Я еле удержалась, чтобы не заржать. Ага. Присматривать. Конечно. Чтобы меня кто плохому не научил. Обожаю Бонни!

— Ну тогда штаны. Правда, ехать придется далеко, — я погладила его по выпоротой заднице. — И тебе будет больно.

— А тебе это нравится, — он развел ноги, провоцируя меня забраться пальцами дальше, к яичкам.

Нравится, что ему будет больно сидеть? Чушь какая! Мне не может… или может? А что, если он прав — и мне в самом деле это нравится? Тем более что это совершенно точно нравится ему.
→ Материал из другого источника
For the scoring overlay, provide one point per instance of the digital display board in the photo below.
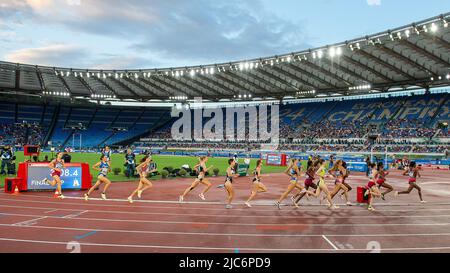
(71, 177)
(274, 160)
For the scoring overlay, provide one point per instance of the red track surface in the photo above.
(36, 222)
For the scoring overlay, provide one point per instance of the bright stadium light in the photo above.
(407, 33)
(320, 54)
(332, 52)
(434, 27)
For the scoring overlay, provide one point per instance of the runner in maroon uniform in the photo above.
(381, 181)
(144, 169)
(413, 173)
(371, 189)
(56, 166)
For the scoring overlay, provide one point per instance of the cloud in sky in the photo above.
(169, 31)
(374, 2)
(48, 55)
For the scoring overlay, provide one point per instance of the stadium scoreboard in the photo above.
(74, 176)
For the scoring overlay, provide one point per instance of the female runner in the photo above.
(371, 189)
(413, 173)
(339, 173)
(103, 167)
(321, 185)
(381, 181)
(201, 167)
(309, 183)
(229, 182)
(257, 185)
(144, 169)
(294, 173)
(56, 166)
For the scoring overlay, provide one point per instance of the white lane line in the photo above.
(229, 234)
(344, 208)
(329, 242)
(299, 216)
(29, 222)
(235, 224)
(224, 248)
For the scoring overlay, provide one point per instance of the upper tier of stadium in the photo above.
(415, 56)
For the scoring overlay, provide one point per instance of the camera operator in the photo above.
(130, 163)
(7, 157)
(66, 157)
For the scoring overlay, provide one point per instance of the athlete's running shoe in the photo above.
(202, 196)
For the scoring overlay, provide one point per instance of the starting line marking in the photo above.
(85, 235)
(223, 249)
(232, 224)
(233, 234)
(329, 242)
(28, 222)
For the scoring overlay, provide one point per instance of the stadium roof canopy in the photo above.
(408, 57)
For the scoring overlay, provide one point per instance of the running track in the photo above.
(36, 222)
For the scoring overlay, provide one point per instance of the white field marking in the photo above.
(75, 214)
(261, 203)
(232, 234)
(234, 224)
(232, 216)
(344, 208)
(222, 249)
(437, 192)
(29, 222)
(329, 242)
(434, 183)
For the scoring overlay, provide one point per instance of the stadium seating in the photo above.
(317, 126)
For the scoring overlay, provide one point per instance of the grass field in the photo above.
(118, 160)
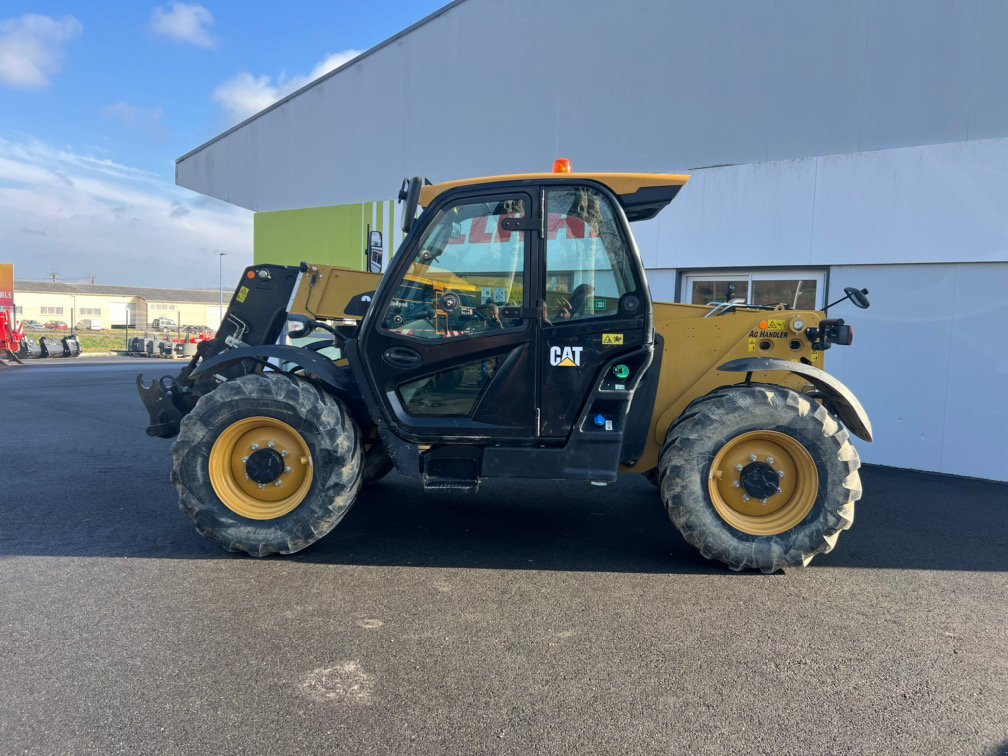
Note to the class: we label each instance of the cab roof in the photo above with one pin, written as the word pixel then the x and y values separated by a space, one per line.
pixel 641 195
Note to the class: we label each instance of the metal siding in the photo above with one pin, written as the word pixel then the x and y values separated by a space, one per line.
pixel 918 73
pixel 924 363
pixel 933 204
pixel 659 86
pixel 817 78
pixel 989 94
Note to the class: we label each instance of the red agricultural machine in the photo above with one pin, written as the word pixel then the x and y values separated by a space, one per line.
pixel 10 338
pixel 14 346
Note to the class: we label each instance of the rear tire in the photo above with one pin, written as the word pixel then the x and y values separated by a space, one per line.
pixel 315 425
pixel 816 494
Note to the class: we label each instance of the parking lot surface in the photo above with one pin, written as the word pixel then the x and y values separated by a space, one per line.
pixel 532 617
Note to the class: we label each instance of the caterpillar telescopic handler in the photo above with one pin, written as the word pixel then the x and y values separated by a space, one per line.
pixel 513 336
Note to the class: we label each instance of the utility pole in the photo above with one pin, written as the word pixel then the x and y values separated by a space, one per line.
pixel 220 270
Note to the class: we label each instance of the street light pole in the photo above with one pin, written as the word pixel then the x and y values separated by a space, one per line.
pixel 220 267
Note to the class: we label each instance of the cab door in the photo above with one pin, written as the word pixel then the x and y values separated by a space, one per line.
pixel 453 354
pixel 596 329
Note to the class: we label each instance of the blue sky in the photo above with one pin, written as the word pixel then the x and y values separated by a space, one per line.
pixel 98 99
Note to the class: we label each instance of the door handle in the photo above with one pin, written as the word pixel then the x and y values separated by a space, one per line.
pixel 402 357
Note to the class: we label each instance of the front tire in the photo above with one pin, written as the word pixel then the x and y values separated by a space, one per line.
pixel 266 464
pixel 759 476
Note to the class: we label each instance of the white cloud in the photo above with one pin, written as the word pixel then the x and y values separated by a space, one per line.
pixel 183 22
pixel 31 48
pixel 146 120
pixel 84 215
pixel 245 95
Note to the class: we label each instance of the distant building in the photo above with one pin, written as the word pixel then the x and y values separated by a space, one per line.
pixel 115 306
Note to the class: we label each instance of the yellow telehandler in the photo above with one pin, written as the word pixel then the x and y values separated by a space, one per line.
pixel 513 336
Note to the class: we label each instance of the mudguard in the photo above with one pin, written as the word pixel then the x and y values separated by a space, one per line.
pixel 839 397
pixel 339 379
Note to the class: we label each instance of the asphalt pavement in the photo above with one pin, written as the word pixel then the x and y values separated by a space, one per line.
pixel 532 617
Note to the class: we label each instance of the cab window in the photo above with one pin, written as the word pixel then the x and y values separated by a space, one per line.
pixel 468 270
pixel 588 261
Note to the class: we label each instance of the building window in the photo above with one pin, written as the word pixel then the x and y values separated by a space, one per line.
pixel 799 289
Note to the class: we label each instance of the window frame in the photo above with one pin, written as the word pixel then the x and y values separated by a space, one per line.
pixel 527 278
pixel 630 252
pixel 822 276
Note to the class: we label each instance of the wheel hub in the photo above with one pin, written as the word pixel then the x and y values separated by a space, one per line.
pixel 260 468
pixel 264 466
pixel 763 482
pixel 759 480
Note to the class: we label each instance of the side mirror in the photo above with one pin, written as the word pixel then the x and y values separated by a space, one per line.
pixel 409 196
pixel 375 251
pixel 859 296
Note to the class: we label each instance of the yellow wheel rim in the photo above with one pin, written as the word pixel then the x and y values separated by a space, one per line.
pixel 763 483
pixel 278 478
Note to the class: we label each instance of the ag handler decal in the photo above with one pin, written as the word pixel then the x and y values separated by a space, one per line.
pixel 565 357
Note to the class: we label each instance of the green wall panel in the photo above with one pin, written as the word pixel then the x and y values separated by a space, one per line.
pixel 334 235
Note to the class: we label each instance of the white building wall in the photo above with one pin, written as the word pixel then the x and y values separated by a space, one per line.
pixel 487 88
pixel 938 203
pixel 929 364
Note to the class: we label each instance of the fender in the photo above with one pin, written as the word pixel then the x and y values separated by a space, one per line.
pixel 838 396
pixel 339 379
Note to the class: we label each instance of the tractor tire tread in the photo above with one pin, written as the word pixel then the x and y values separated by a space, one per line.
pixel 325 424
pixel 695 437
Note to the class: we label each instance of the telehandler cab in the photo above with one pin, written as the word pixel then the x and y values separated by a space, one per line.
pixel 513 336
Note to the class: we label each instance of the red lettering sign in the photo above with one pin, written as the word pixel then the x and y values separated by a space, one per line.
pixel 6 285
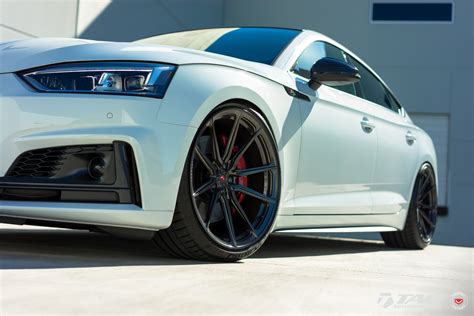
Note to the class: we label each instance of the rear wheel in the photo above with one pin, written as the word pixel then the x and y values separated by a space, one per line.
pixel 422 214
pixel 229 189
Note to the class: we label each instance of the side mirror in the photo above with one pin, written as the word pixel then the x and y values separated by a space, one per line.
pixel 332 72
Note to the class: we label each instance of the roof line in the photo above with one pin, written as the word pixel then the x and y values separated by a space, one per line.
pixel 228 27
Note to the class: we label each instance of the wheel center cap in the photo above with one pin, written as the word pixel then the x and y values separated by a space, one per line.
pixel 221 179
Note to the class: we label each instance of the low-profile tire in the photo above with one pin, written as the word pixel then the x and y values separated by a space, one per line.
pixel 422 214
pixel 229 190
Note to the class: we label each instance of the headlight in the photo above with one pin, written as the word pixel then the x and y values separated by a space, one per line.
pixel 127 78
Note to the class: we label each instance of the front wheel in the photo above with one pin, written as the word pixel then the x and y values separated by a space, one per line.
pixel 422 214
pixel 229 190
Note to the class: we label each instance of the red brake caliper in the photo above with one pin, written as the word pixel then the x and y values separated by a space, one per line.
pixel 240 165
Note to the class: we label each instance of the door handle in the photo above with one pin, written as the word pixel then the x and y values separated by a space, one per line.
pixel 410 138
pixel 367 125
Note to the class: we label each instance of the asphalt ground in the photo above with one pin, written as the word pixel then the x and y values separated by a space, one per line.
pixel 65 272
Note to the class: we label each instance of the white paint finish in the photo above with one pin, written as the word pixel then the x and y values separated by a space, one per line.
pixel 364 229
pixel 122 215
pixel 324 137
pixel 437 126
pixel 397 161
pixel 336 157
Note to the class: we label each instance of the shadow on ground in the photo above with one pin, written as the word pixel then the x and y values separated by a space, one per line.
pixel 53 248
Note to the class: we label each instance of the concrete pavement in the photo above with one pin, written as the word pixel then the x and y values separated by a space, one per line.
pixel 65 272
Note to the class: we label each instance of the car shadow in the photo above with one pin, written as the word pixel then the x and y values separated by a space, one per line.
pixel 60 248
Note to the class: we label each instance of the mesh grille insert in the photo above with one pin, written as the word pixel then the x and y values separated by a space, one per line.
pixel 38 163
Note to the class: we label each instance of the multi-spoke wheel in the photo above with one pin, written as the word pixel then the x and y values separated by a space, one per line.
pixel 422 214
pixel 229 191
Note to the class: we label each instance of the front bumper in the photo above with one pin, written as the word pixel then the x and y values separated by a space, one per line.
pixel 31 120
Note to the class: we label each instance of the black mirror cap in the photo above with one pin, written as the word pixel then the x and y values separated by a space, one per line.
pixel 332 72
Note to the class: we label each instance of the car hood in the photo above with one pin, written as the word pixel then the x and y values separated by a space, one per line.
pixel 25 54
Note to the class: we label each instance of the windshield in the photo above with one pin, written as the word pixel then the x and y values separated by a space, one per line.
pixel 261 45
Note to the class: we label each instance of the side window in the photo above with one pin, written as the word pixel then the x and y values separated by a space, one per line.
pixel 373 90
pixel 315 52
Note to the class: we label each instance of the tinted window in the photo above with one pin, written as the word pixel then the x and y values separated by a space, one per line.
pixel 315 52
pixel 372 89
pixel 261 45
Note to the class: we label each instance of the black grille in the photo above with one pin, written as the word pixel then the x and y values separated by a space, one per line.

Сумасшедший больной ублюдок!

— Да. Мне нравится, что ты будешь помнить — ты принадлежишь мне, — я огладила все, что мне подставили, и с удовольствием послушала тихий стон. — И я могу сделать с тобой все, что пожелаю.

— Да, мадонна, — больной ублюдок опять был возбужден, да и мне стоило некоторого труда вспомнить о мюзикле Гольцмана и Петрова.

— Вот и отлично. Вперед. Кстати, ты же оставил вещи в гостинице? На обратном пути заберем, я хочу, чтобы ты жил со мной. Чего ждем?

В борьбе между «не выпендриваться» и «позаботиться о Бонни» победил, разумеется, Бонни. Я опять заказала лимузин, чтобы Бонни мог не сидеть рядом, а стоять на коленях, положив голову на колени ко мне. Немножко унижения вместо боли — ровно столько, чтобы ему не снесло крышу совсем, а пикантно грело. Ну и мне приятно было всю дорогу массировать ему голову и плечи, перебирать волосы и ни о чем не думать.


По счастью, мы приехали, когда репетиция уже началась, и ни лимузина, ни малость косой походки Бонни, из него вылезшего, господа Гольцман и Петров не увидели. А на реакцию дедули, охраняющего обшарпанное убожество от мышей, мне было чихать. Куда больше меня забавляло выражение лица Бонни, оглядывающее руины советского величия. Здоровенный, гулкий, пропахший сыростью и пылью, темный внутри экономии света ради Дом Культуры то ли железнодорожников, то ли еще каких механизаторов произвел на него неизгладимое впечатление. Особенно — сам зал. Довольно большой, с приличной акустикой, но с поломанными креслами, ободранной лепниной и прочими прелестями запустения.

Так как мы вошли не через сцену, а через зал — нас не заметили. И хорошо. Мне было страшно интересно, как Петров ведет репетицию и кто у него поет. Ну и что же такое понаписал Гольцман?